We are going to create a vpc network with a gateway node and a number of node on a private subnet.
First off, we need two keys for the credentials. Let's call them ec2-hadoop and hadoop, respectively for the gateway key credential, and for the private subnet node credentials.
Then, let's create a virtual private cloud on amazon.
We choose for a virtual private cloud with two subnets, one public and one private.
We are going to place the gateway on the public subnet, while the hadoop cluster of machine will be located on the private subnet.
The subnets have a 8bit iprange.
The public subnet is configured on 10.0.0.0/24 (which means ips like 10.0.0.x, for a total of 255 addresses)
The private subnet is configured on 10.0.1.0/24 (which means ips like 10.0.1.x , for a total of 255 addresses)
Completed! We have our vpc.
As part of this automatic configuration, aws will provide a public elastic ip for us to connect to, and will automatically start 1 instance which is going to be used as gateway and NAT.

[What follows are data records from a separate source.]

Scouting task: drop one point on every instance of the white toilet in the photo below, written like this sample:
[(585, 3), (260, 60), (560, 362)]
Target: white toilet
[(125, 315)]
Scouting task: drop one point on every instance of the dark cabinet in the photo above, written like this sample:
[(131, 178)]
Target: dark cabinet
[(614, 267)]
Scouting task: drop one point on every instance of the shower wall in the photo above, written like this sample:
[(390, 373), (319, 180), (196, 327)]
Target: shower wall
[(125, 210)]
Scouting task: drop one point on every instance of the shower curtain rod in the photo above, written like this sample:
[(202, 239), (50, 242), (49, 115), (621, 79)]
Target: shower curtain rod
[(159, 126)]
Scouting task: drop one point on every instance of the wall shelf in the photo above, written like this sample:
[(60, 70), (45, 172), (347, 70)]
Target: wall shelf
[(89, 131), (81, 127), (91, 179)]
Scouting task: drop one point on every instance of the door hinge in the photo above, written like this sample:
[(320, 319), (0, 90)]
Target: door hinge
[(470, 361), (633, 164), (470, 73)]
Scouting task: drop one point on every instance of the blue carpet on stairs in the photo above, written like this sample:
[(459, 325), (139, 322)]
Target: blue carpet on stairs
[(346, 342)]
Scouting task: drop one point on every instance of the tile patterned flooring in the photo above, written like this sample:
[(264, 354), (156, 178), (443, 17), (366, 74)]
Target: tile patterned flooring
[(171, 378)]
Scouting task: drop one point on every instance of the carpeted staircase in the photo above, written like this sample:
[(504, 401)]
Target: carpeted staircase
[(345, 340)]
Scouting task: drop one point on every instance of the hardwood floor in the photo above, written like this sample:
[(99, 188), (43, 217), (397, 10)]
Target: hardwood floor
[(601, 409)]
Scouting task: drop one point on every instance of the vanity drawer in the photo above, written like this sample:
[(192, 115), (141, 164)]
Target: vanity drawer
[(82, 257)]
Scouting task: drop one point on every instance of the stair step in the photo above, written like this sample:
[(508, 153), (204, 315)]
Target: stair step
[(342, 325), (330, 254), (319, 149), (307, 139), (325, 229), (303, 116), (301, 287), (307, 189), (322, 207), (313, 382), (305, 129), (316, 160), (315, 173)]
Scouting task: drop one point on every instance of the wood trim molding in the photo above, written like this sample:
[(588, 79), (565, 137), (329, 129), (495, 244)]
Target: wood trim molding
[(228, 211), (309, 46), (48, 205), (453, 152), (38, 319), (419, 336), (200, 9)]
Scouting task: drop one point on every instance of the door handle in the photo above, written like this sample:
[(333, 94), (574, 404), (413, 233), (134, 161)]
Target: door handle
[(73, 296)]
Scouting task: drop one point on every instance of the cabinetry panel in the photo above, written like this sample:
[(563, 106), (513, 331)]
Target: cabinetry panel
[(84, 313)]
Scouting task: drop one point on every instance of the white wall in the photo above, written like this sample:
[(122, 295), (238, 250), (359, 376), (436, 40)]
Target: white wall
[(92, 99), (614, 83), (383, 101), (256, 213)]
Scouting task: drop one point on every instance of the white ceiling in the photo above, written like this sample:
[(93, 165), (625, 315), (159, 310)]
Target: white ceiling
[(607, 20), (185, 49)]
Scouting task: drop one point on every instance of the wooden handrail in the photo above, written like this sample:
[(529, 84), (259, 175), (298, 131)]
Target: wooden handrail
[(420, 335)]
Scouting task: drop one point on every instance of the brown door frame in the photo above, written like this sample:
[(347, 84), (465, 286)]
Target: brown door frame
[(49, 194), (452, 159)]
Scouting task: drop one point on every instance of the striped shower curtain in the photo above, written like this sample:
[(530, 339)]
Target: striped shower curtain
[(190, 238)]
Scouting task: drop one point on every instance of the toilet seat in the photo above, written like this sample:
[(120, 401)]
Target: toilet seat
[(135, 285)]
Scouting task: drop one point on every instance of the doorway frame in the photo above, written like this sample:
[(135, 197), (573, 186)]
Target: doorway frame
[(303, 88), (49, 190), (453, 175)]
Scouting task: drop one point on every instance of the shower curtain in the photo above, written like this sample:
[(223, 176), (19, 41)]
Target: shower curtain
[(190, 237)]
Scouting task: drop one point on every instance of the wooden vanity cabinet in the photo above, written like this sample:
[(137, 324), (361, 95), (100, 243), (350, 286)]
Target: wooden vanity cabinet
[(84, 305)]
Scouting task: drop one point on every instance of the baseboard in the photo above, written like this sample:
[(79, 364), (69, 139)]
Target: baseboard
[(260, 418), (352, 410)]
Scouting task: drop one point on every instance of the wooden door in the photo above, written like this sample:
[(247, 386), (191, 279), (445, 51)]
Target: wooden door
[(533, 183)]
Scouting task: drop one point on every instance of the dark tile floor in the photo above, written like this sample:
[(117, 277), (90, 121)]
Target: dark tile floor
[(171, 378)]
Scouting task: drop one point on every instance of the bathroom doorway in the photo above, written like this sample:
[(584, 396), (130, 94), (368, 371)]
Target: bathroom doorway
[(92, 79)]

Switching from the VPC to the EC2 dashboard: we do see one instance running (and its ebs volume) the keypairs and the elastic IP. So far so good. :)
A quick check on the EC2 gateway machine. You can see the address is in the 10.0.0.0/24 range - the private ip address of the gateway is 10.0.0.223.
It's time to spawn some nodes for the cluster! Select the Ubuntu 12.04 LTS 64bit image.
We need specialized security groups for the VPC. Those groups are separated from the standalone EC2 groups.
First let's create a security group for the hadoop nodes on the private subnet. Let's call it the "hadoop" security group
Let's use the defaul vpc security group for the gateway.
"hadoop" security group, means that all the hadoop nodes will be open for inbound and outbound on all ports/interfaces. Only among each other though. This is good since we are in a trusted zone and hadoop opens up many ports.
Let's open up incoming port 22 from anywhere (0.0.0.0/0), for ssh access on the gateway node.
Then, make sure that the two vpc security groups can talk between each other. so all intra-cluster communications are allowed.
Time to spawn the hadoop nodes. Again select the image (ubuntu 12 64bit)
Select ubuntu 12.04 LTS 64bit
Thereafter go ahead and pick as many machines as you can afford :p
By default you would get an ephimeral disk. In this setup, This disk is removed and replaced with a ECB disk.
All ready. Launch and wait for the hadoop nodes in your virtual cluster to be instantiated and provisioned.
Make sure that the gateway accept incoming connections on all port from the hadoop cluster ports.